Submitted by Irfan Khawaja(United States), Apr 2, 2004 at 15:47
The two parties to this dispute are missing the point. Mr. Pipes's column gives the impression that Kamran Bokhari was himself responsible for Al Muhajirun's celebration of 9/11, but as Kay King's letter suggests, Bokhari had left Al Muhajirun before then. I think that is what Ms. King means by "innuendo."
On the other hand, Ms. King's letter gives the impression that Mr. Bokhari is somehow in the clear merely because he left Al Muhajirun five years ago. But as Daniel Pipes's article implies, didn't merely become a problem five years ago; it was a problem long before that. (Was Islamic terrorism not a problem before 1999? According to Richard Clarke, Islamic terrorism was priority #1 of the US government before that date.)
Also, I am not clear why Ms. King goes to the trouble of denying that Bokhari was part of the USIP event if in the next breath she goes to the trouble of asserting that Bokhari left Al Muhajirun five years ago. What exactly is USIP's story here? That Bokhari is a problematic individual who mercifully wasn't present at the March 19 event? Or that he's an unproblematic individual who coincidentally happened not to be present at the event? You can't have it both ways.
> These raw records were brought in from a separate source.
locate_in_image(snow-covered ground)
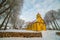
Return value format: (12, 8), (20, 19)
(0, 30), (60, 40)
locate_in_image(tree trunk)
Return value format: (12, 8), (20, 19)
(4, 13), (12, 30)
(53, 21), (58, 30)
(0, 10), (11, 29)
(50, 21), (55, 30)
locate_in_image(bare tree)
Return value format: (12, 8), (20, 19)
(44, 10), (59, 30)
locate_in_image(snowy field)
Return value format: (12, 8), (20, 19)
(0, 30), (60, 40)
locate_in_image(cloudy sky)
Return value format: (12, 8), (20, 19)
(20, 0), (60, 22)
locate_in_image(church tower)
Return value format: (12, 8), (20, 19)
(26, 13), (46, 31)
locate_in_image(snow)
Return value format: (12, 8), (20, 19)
(0, 30), (60, 40)
(0, 29), (41, 33)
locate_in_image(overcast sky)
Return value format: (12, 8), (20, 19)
(20, 0), (60, 22)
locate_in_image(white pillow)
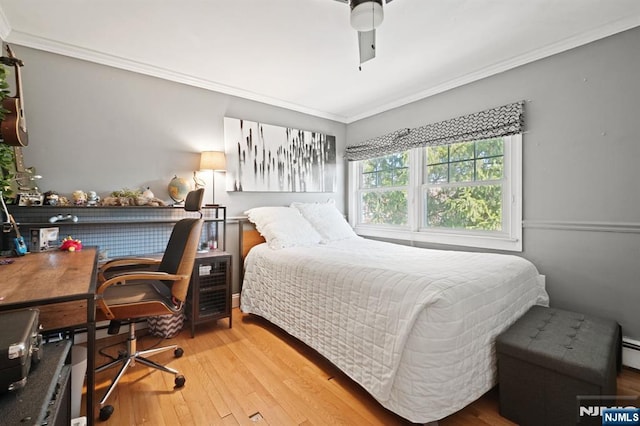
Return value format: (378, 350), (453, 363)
(244, 207), (322, 250)
(291, 200), (357, 243)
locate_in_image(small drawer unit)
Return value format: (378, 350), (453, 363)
(187, 250), (231, 337)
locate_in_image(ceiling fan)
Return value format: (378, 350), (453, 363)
(336, 0), (393, 65)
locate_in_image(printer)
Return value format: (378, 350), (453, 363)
(0, 309), (42, 392)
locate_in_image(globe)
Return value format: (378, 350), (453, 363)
(167, 176), (191, 203)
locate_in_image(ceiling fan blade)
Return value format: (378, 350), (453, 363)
(358, 29), (376, 65)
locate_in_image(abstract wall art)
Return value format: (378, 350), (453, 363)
(224, 117), (336, 192)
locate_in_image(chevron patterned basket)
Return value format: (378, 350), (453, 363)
(147, 311), (185, 339)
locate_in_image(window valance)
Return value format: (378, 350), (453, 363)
(345, 101), (524, 161)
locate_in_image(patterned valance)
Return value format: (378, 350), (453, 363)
(345, 101), (524, 161)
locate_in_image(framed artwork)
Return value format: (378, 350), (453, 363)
(224, 117), (336, 192)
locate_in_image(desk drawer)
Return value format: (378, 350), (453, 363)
(38, 300), (87, 331)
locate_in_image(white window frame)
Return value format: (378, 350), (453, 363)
(348, 135), (522, 252)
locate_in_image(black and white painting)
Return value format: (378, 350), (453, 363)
(224, 117), (336, 192)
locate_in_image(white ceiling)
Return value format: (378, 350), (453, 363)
(0, 0), (640, 123)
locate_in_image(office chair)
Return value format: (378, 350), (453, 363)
(96, 188), (204, 420)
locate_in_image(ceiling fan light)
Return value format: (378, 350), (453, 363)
(351, 0), (384, 31)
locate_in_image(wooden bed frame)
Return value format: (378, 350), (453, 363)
(238, 219), (265, 286)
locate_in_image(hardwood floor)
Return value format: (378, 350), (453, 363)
(83, 309), (640, 426)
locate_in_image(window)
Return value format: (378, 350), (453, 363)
(350, 135), (522, 251)
(360, 152), (409, 225)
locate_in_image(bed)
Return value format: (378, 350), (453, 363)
(240, 203), (548, 423)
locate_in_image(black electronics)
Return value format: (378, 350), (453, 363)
(0, 309), (42, 392)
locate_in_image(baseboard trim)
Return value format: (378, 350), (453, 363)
(522, 220), (640, 234)
(622, 337), (640, 370)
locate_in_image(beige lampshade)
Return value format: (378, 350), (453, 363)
(200, 151), (227, 172)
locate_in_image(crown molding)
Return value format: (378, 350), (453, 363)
(346, 16), (640, 124)
(0, 12), (640, 124)
(5, 29), (345, 123)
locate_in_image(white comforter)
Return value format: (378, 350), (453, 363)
(241, 238), (548, 423)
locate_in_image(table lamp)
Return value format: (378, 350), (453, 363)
(200, 151), (227, 206)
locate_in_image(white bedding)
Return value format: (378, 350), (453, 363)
(241, 237), (548, 423)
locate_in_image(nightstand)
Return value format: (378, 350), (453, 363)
(185, 250), (231, 337)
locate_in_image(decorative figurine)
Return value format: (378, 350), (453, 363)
(87, 191), (100, 206)
(60, 235), (82, 251)
(71, 189), (87, 206)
The real question goes beyond Bokhari, CSID and the March 19 event, and to the very purpose of USIP. Why are US taxpayers being taxed to pay for conferences on ijtihad in the first place? Ms. King describes the purpose of the March 19 event as follows: "to provide an occasion for Muslim scholars committed to the reform of Islam and the advancement of a moderate Islamic agenda to address some of the most troublesome obstacles to adapting Islam for life in the 21st century, with implications for the status of women, the role of democracy in the Muslim world, and the nature of interfaith relations."
Since when has the reform of a religion become one of the constitutional powers of the federal government (or an agency created by it)? How does this purpose comport with the First Amendment's separation clause, and especially with the interpretation of it that requires a "firewall" between Church and State? These are the questions that need to be posed more urgently than the ones about Kamran Bokhari.